I'm going summarize an idea from my favorite movie and book, The Last Unicorn. In the story, the Unicorn gets turned into a mortal human being, and the scene where she first realizes it is heartbreaking- she can feel the body dying and rotting, something she has never felt before and feels differently than a person born mortal. In the end, she's turned back into an immortal unicorn and moves on. And she becomes particularly unique and beautiful, even for a unicorn after this experience, not because she regains her immortality, but because of the mortal  traits she carries with her after having been human. Regret and a deeper kind of sorrow and loss than any unicorn ever had and ever will feel. And she's thankful for it, in the end. The contrast between the two feelings, her fear of mortality and then her loss when she's immortal again, send an important message about people. That we are precious, not unicorns. That we are wondrous and should take care of one another. That we experience the world in ways no other creature does or even can.

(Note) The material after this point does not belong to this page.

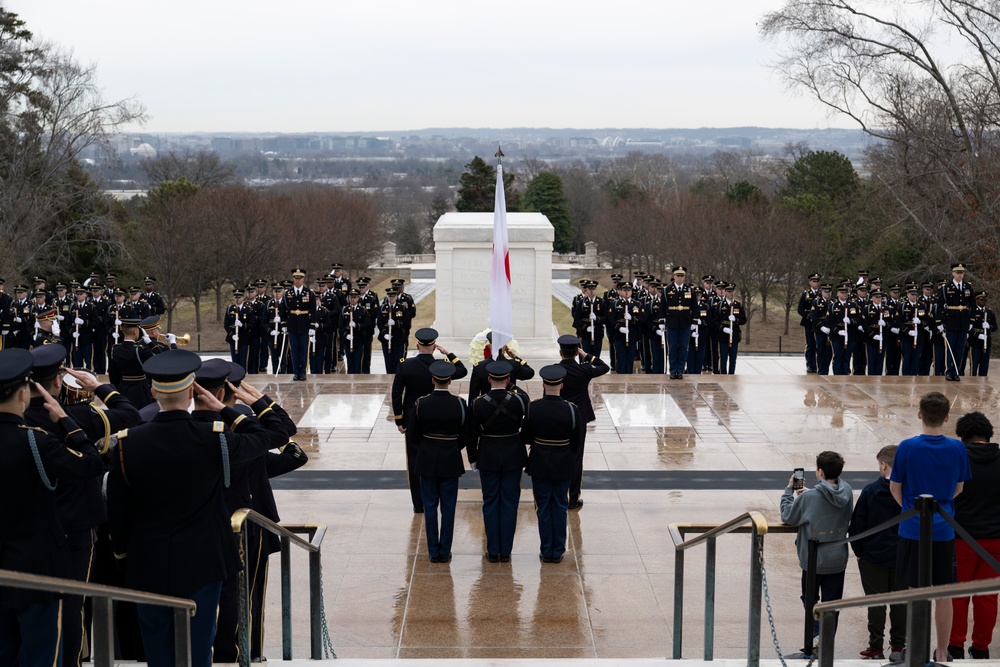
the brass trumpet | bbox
[156,334,191,347]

And so to stop myself before I get too tangential, that range of emotion is something we shouldn't try to repress in ourselves or suppress in others. Telling someone that something we did "wasn't personal" is pushing against their very humanity. And it shouldn't be done.

But all that is just my personal opinion.







*Also, fun fact, its website is still active, in all of its Flashplayer glory. You’re welcome.

**I should come clean and say, however, I'm in a pretty serious relationship with a man  that loves me for my flaws, not in spite of them, so whatever all those other guys didn't see in me, or harped on, he doesn't care, or sees past them, or doesn't even see them as flaws, or however else you want to put it. 

***This isn’t even touching on the fact that those children whose educations they refuse to fund shall likely be taking care of them when they’re back in diapers.